Recent progress in sequencing of conserved genes such as 16S rRNA, hsp65, rpoB, dnaj, sodA and the 16S-23S internal transcribed spacer (ITS) region, brought more accurate and faster recognition of NTM at the species level. In the late 1980s, use of the 16S rRNA gene became a ‘gold standard’ for identification of bacteria (Woese 1987). In the past decade, the use of polymerase chain reaction (PCR) and sequencing of 16S rRNA gene has played a central role in the discovery of new bacteria. With the use of 16S rRNA sequencing, 215 novel bacterial species have been discovered during 2001 to 2007 (Woo et al. 2008). However, this genetic marker also has some limitations (having very similar and sometimes the same sequences) in a number of the mycobacteria species, especially in rapidly growing mycobacteria (RGM). Also, two copies of the 16S rRNA gene (with different sequences) can be found in the same mycobacteria (Reischl et al. 1998). The other conserved genes such as hsp65 and rpoB have been used for more accurate identification of very closely related species. In 1993, Telenti et al. developed a molecular method for NTM differentiation based on amplification of a 441 bp of the 65 kDa heat-shock protein gene (hsp65) by PCR and restriction enzyme analysis (PRA) (Telenti et al. 1993). However, identifications with this gene are usually based on PCR PRA; identifications based on the hsp65 sequence have also been performed (Ringuet et al. 1999). This gene, which is present in all mycobacteria, is more variable than the 16S rRNA gene sequence and is therefore potentially useful for the identification of genetically related species. The hsp65 sequence analysis has also been used successfully for differentiation of mycobacterium species and this genetic marker has been a better identification tool (Kim et al. 2005a; Escobar-Escamilla et al. 2014).
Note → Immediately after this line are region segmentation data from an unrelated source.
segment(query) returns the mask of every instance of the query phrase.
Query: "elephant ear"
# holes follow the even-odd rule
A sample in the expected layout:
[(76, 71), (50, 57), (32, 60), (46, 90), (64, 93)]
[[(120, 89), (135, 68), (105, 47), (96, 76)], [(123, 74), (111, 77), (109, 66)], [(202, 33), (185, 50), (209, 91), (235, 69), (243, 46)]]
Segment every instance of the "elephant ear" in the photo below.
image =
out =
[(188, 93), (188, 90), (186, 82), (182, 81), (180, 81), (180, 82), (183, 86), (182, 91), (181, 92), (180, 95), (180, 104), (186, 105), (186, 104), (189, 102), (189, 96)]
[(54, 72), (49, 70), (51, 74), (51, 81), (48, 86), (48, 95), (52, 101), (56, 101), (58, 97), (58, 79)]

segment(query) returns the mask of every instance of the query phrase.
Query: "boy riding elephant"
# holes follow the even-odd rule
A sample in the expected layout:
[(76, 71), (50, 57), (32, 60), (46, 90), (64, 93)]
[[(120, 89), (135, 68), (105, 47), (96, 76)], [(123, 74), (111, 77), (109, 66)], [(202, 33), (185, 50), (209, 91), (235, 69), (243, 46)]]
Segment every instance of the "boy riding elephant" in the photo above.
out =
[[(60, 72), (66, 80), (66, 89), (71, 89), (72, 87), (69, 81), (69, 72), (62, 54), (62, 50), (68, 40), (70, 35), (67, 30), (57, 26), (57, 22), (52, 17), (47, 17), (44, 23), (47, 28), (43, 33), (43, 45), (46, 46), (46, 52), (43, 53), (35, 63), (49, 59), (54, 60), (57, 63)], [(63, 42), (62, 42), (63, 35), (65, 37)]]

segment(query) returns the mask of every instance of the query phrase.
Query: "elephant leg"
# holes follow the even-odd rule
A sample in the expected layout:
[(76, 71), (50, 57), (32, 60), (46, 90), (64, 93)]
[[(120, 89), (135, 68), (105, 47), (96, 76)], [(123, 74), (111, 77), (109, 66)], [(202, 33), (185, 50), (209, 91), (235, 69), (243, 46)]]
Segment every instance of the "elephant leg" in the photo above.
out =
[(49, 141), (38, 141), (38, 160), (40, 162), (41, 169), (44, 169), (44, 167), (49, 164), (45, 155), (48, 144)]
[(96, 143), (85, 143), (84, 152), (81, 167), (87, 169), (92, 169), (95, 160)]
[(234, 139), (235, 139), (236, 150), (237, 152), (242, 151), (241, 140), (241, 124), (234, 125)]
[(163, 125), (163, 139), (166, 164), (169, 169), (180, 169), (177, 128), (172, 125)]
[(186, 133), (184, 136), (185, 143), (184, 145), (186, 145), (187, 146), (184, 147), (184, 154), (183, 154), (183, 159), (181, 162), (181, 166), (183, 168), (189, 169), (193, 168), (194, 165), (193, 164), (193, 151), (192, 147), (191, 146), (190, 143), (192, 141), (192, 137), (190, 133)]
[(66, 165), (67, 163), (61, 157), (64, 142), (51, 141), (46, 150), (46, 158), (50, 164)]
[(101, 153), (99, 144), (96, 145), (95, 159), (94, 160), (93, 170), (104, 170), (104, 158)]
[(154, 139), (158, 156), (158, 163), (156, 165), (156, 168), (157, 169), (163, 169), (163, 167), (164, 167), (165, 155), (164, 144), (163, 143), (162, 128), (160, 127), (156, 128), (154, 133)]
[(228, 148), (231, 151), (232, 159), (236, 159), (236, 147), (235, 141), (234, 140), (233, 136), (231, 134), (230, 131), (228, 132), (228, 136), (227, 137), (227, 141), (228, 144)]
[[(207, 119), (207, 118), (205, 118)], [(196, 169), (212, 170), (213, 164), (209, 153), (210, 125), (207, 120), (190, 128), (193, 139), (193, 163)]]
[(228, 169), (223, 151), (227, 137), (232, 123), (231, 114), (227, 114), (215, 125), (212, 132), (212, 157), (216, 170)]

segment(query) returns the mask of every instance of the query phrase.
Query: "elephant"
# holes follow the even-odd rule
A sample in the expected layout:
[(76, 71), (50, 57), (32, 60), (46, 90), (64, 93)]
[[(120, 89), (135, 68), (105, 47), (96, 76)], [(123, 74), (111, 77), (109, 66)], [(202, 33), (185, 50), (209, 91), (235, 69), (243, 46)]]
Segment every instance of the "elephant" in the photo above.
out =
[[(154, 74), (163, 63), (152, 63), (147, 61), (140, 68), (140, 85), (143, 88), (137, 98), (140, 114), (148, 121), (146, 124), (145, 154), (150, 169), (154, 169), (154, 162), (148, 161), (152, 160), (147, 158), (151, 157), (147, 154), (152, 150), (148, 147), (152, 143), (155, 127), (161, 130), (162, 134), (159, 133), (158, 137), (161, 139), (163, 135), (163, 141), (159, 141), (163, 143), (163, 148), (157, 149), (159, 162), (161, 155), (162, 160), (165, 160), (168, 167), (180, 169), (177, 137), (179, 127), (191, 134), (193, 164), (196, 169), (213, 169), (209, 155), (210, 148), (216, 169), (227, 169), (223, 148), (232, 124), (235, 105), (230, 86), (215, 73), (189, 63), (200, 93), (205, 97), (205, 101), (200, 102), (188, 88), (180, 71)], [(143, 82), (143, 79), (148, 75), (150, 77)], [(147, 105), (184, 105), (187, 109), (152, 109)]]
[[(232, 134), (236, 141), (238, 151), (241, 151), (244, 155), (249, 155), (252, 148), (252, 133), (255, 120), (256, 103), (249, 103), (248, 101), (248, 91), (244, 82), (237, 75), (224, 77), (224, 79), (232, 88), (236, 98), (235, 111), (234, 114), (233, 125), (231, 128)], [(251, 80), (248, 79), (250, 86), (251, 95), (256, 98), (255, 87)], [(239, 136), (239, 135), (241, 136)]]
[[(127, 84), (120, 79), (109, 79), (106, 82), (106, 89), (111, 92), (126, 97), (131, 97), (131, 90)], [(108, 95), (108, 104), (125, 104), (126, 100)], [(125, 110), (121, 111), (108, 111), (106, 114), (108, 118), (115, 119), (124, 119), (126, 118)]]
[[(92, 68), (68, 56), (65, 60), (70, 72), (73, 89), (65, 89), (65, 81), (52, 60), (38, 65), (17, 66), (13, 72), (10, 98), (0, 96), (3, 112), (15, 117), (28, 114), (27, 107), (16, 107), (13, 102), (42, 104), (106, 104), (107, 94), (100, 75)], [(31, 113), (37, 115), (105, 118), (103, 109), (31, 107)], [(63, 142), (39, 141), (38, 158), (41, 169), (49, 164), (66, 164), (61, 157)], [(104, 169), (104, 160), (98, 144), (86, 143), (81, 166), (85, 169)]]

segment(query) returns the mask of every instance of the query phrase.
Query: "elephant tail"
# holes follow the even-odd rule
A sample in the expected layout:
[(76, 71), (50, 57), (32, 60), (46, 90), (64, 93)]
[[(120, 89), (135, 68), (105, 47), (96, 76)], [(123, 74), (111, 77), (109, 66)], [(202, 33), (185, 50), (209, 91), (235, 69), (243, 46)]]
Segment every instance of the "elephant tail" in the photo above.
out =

More recent data have shown that the prevalence of NTM diseases in hospitalized patients has increased (Billinger et al. 2009). Unlike tuberculosis, transmission of NTM to humans has mostly been associated with environmental sources, and nosocomial infections with NTM are most commonly associated with the contamination of hospital water distribution systems (Wallace et al. 1998). NTM had been isolated from clinical specimens of the hospitalized patients, which for diagnosis had been sent to Mycobacteriology Research Center (MRC) in Tabriz University of Medical Sciences (TUOMS). In spite of the importance of NTMs, no other research has been done in this region of Iran. The present study was a research project in TUOMS. TUOMS intends to launch a bone marrow transplantation (BMT) and kidney transplantation center with 300 beds, and this study aimed to survey the risk of NTM infections in this area and determine the prevalence of NTM in the hospital water distribution systems in Tabriz, northwest of Iran.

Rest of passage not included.